Thursday, May 15, 2008
No Substitute For Words On Paper
No, this isn't going to be one of those posts that says "Books are dead," or "The Kindle is going to replace traditional books." It's not even going to discuss the merits of the Kindle or the Sony Reader or any of those things. For that, by the way, check out this posting. Now that I have your attention, I want to mention the practice of doing a final edit of a manuscript on a print-out, instead of in an electronic format.
I know that many editors and agents now prefer their submissions come electronically. When I began this writing journey, less than four years ago, proposals were made in hard-copy, sent via snail mail, and were always accompanied by the traditional SASE, the return of which always produced a cold sweat. In my supply cabinet, I still have a few of those soft plastic report covers I used for this purpose. How times change.

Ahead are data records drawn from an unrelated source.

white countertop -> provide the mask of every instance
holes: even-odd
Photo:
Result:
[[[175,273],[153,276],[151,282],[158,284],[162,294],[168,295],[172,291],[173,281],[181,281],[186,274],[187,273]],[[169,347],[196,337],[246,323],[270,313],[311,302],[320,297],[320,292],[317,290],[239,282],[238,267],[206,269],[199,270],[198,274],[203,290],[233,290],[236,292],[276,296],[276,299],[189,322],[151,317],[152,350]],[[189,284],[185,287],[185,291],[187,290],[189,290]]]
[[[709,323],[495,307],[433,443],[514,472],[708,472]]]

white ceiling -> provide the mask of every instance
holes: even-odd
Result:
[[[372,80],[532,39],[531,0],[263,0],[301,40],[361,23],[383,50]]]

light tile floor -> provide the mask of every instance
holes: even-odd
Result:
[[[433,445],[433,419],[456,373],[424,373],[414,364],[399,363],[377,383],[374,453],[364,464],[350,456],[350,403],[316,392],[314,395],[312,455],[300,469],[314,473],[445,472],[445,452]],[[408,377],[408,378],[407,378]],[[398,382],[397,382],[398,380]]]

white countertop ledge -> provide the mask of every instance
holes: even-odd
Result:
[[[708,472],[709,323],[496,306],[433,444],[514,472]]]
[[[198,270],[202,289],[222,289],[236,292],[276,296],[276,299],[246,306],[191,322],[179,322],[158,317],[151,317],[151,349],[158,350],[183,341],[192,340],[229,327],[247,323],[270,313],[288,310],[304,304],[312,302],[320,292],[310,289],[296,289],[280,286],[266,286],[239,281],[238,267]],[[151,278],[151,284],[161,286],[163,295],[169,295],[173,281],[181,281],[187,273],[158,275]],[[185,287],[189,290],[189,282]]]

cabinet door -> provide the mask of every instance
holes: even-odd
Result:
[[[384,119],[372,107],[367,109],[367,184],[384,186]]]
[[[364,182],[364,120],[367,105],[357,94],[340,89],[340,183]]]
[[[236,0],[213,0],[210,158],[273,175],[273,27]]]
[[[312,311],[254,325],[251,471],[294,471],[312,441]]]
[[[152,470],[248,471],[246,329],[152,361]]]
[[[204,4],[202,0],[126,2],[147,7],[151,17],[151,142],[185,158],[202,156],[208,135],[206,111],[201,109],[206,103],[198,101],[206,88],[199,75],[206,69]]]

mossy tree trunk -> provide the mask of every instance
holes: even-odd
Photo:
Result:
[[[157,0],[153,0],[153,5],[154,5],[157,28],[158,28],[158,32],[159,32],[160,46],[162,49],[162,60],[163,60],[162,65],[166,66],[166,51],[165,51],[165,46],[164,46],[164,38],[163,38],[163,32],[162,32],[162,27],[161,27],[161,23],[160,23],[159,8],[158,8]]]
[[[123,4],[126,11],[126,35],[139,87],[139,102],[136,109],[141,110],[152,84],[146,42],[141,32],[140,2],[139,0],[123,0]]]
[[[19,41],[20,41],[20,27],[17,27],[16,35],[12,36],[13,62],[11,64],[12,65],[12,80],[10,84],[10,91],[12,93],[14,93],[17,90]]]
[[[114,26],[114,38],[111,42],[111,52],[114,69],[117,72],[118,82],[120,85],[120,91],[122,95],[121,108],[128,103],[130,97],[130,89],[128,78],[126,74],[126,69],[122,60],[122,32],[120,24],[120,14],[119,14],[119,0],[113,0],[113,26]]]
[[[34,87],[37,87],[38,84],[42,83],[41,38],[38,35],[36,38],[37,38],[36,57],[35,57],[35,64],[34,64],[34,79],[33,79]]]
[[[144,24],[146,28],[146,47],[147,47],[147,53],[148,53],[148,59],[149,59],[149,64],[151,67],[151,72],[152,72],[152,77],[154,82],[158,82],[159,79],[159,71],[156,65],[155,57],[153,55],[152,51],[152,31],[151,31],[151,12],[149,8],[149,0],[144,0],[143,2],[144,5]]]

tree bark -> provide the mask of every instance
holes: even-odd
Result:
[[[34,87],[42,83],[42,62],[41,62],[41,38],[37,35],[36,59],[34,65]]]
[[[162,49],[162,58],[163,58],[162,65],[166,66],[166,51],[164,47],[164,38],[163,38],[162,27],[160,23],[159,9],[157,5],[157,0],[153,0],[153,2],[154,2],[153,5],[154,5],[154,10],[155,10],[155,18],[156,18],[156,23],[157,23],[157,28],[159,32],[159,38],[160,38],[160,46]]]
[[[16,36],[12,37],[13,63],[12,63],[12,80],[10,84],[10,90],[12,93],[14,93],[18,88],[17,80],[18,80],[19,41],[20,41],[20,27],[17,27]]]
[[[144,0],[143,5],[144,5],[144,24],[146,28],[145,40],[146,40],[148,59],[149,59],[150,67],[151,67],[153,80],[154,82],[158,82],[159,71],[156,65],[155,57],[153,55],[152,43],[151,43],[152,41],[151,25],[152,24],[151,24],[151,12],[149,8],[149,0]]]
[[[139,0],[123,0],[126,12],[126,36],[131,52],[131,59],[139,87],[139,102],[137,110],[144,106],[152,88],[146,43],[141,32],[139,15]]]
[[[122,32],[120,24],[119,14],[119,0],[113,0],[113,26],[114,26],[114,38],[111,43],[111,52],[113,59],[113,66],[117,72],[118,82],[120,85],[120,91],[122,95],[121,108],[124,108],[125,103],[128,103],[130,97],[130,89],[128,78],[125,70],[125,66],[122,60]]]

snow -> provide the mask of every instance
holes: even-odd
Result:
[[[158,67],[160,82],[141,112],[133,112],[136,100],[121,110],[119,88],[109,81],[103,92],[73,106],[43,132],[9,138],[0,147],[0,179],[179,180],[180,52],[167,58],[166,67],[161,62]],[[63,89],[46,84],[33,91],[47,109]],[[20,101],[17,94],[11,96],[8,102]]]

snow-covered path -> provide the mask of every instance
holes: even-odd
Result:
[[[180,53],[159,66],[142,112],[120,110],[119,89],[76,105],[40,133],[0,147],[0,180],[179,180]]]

I guess there may be those among us who still do drafts in longhand. My old Royal typewriter has long since disappeared, but there are probably even a few authors who use such an instrument. However, now the writing method for most of us is the computer. But when it comes time to do that final edit--the one in which I look for repeated words, inconsistencies, even using the wrong name for a character--I want to look at the words on a sheet of paper. While I mull over some options for my writing future, I'm putting the finishing touches on my latest novel. I'd polished and polished it on the computer. Then I spent twenty bucks and emailed it to Office Max to have them print out a manuscript. In going over it, I've found a number of errors that simply eluded me when they were viewed on a monitor, even a big-screen one. I don't know why this is, but I can attest that it's held true every time I've done it.
You may or may not choose to follow my example in this, but I wanted to mention it. It's not as important as some of the other "rules" by which we write: keep point of view consistent, avoid passive voice, minimize speaker attributions. But when you're trying to produce a manuscript that will bring forth the "standard rich and famous contract" of which we all dream, every little bit helps.